苏郁繁和大伙安静地坐在板凳上,等他评判。

虽然找了不少非遗老师来试过,但是很多老师也拿不准。

他们要做的是原汁原味的南诏乐器,而不是相似,或者接近。

这半年,苏郁繁请教了很多编舞老师,也拼凑了一些曲谱出来,时间飞快,她的进度跟不上乐器老师们。

正好这次能好好请教一些问题。

周泽同七十出头,一生都在钻研民族乐器,对一些非洲和东南亚乐器也有涉猎。

他顺手拿起一个苏古笃:“这乐器做的很精美啊,这是纳西族的瑰宝,与古波斯乐器赛塔琴的音色相似,多年前我们做过一个乐舞,名字叫印象丽江,就采用了这种乐器。

看看这琴身跟个木勺一样,琴箱做的也很精巧,琴头是扁铲形,向后弯曲,真别致啊。

琴弦你们做了四根,非常好。正确的演奏方式,应该做一个指甲套,或者用一个拨片,你们做的这款我看像手指弹奏的,没用拨片吗?”

西里马上从盒子里里拿出指甲套解释:“我做了几个不同大小的指甲套,您看看行不行?”

周泽同接过来套在右手指头上,轻轻地拨了两声,对西里竖起大拇指:“后生可畏啊!”

接着,在他的演奏下,琴弦振动间,发出苍凉悲怆的音色,音调传达出死亡与自然宇宙间的独特哲学观。

这种音色并不悦耳,但沉淀了深厚的文化和历史,足以让每个聆听的人感受到历史乐器的魅力。

苏郁繁带头鼓掌,就是这种感觉.....浑厚,悲凉!

周泽同教授缓慢地停下演奏,忍不住擦眼眶:“人老了,我还记得当初给我们还原这个乐器的老师傅是一个纳西族,弹了一辈子苏古笃,问他曲子是什么意思,他也搞不清楚。

他去世前,把自己用了一辈子的两把琴给了我,说让我研究好,找人学下去,他不识字,没有文化。

他是谦虚啊,他不是不懂,他只是不会用语言表达,他只会演奏。自他之后,我再也没见过谁弹奏得比他好。

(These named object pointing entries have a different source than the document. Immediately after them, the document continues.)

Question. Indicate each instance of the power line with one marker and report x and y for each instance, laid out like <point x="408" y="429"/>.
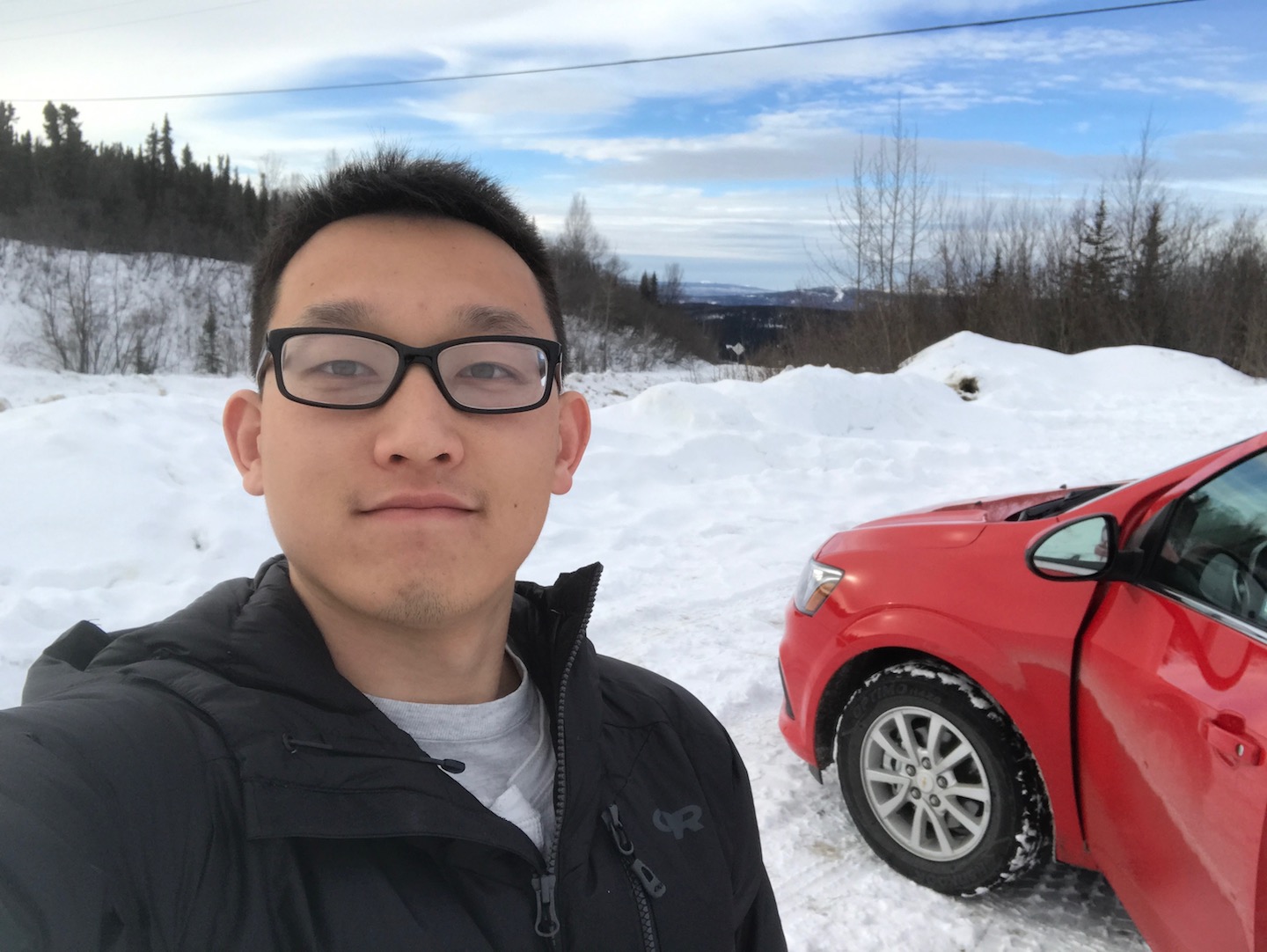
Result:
<point x="604" y="65"/>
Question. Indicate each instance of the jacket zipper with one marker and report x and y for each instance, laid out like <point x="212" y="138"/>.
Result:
<point x="644" y="882"/>
<point x="544" y="883"/>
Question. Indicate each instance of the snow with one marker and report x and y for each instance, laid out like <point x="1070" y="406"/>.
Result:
<point x="703" y="497"/>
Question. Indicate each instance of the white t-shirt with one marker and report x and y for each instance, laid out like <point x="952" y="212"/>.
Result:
<point x="506" y="745"/>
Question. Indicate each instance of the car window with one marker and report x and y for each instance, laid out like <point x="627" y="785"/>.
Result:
<point x="1215" y="546"/>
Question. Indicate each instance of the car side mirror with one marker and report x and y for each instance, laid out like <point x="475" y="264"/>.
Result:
<point x="1074" y="552"/>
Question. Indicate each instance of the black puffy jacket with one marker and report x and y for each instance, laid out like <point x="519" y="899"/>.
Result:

要是他能看到我手里的这把琴,他一定会开心地弹上三天三夜。

我带了老人的琴,你们可以听一下,这把琴很有历史,至少一百多年,音色有些不准了。

不如这把新的,我认为苏古笃就该是你们做出来的这种。民族乐器后继有人,我很欣慰。”

他又用带来的琴给大家演奏一遍刚才的《白沙细乐》,音色确实将近百分之九十,但这把琴已经有些损毁,声音不如西里做出来的这把,细听还是能听出区别。

王富贵看到自己的老师演奏完,跟女儿申请:“小繁,爸爸也想试试,我觉得这乐器有点像冬不拉,我以前在剧团的时候专门弹冬不拉。”

苏郁繁当然同意:“我记得,小时候常听,也学习过一段时间,它们音色接近,但又不太相同。您试试。”

冬不拉是广泛流传于中国西北部草原的传统弹拨乐器,被誉为草原上的缪斯,但演奏通常更趋向自由。

王富贵按照冬不拉的演奏方式,选了一曲欢快的草原舞曲,节奏自由多变,旋律奔放优美,充满草原辽阔的气息,乐曲既有热情欢快的曲调,也有深沉忧伤的叙事风格。

听苏郁繁的爸爸演奏完,大家对这个乐器又有了新的发现,就像解锁了新大陆。

周泽同大笑起来:“这乐器很好啊,适合南诏奉圣乐的基调。我听富贵说,你们要还原这个伟大的乐舞,都觉得不可思议。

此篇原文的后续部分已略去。